PARTY
POPS

PARTY
POPS


Ingredients

Components & decoration

Truffle shells

Pâte sablé

Debic Parfait

Debic Tiramisù

Grounded pistachios

Violet sugar

Freeze dried strawberry powder

Grounded champagne biscuits

Chocolate ganache

500 g Debic Tiramisù

200 g milk

70 g dark chocolate

Debic Parfait variations

125 g peanutbutter

70 g spéculoos crumbs

120 g lemon curd

65 g Cointreau 60% vol

75 g pistachio paste

Debic Cream Plus
Mascarpone variations

100 g dark ganache

lemon zests

½ vanilla pod

55 g Cognac Rémy Martin

Preparation

Chocolate ganache

Heat the milk with the Debic Tiramisù.

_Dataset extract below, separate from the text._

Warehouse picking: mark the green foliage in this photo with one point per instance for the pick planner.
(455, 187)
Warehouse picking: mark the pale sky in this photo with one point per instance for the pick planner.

Pour over the dark chocolate and mix with a hand blender. Pour in small tartelettes.

Debic Parfait variations

Whip the Debic Parfait and add one of the variations to the mixture. Pipe into chocolate truffle shells. Put a wooden stick in and freeze. Dip in chocolate (dark, white, Ruby,…)

Debic Cream Plus
Mascarpone variations

Whip the Debic Cream Plus Mascarpone and add one of the variations to the mixture. Pipe on the filled tartelettes and leave to cool.

ASSEMBLY & FINISH

Combine the tartelettes with the truffle shells and compose an assortment with different flavors and colors.